To use the model, anyhow we need to unzip it, right ?
so what difference does it make ??
Why do we apply the standard compression algorithm after the pruning or weight clustering ?
To use the model, anyhow we need to unzip it, right ?
so what difference does it make ??
Hi Mohanish.
This is because the tflite model storing the pruned elements without changing their data type. But the modern compression algorithms pretty efficiently compresses the zero values, so it can reduce the model size after compression.
Yes, the compression might need to undo before the execution, however, considering the tflite is designed for mobile/ioT devices, the model is usually compressed while delivering and storing it to the device. So it is meaningful to have reduced (compressed) model size.
hope this help, any more discussion is welcome!
Hello @Rino_Lee ,
So, please correct my understanding from your reply.
The models are compressed automatically by tflite when storing it in Microcontroller ?
or it should be done manually ?
That’s not done by tflite. It should be done manually by the application developer.

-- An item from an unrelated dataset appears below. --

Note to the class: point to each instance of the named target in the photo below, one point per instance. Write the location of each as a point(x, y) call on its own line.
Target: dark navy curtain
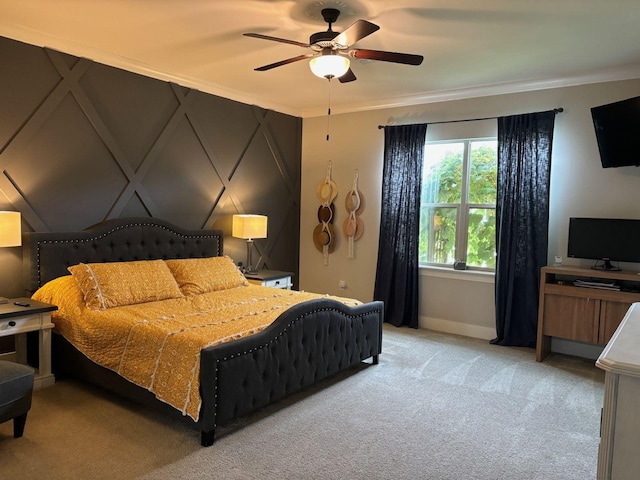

But when converting the tflite model to C array for deployment on microcontrollers the zip is not used.
So, the g-zip step is only for theoretical use/results and has no practical meaning ?
Because I cannot find any practical flow for this.
An example of a practical flow is ARM’s “VELA” tooling for the U55 NPU. This post-processes tflite flatbuffers, compressing constant weight tensors (U55 supports on-they-fly HW weight decompression ).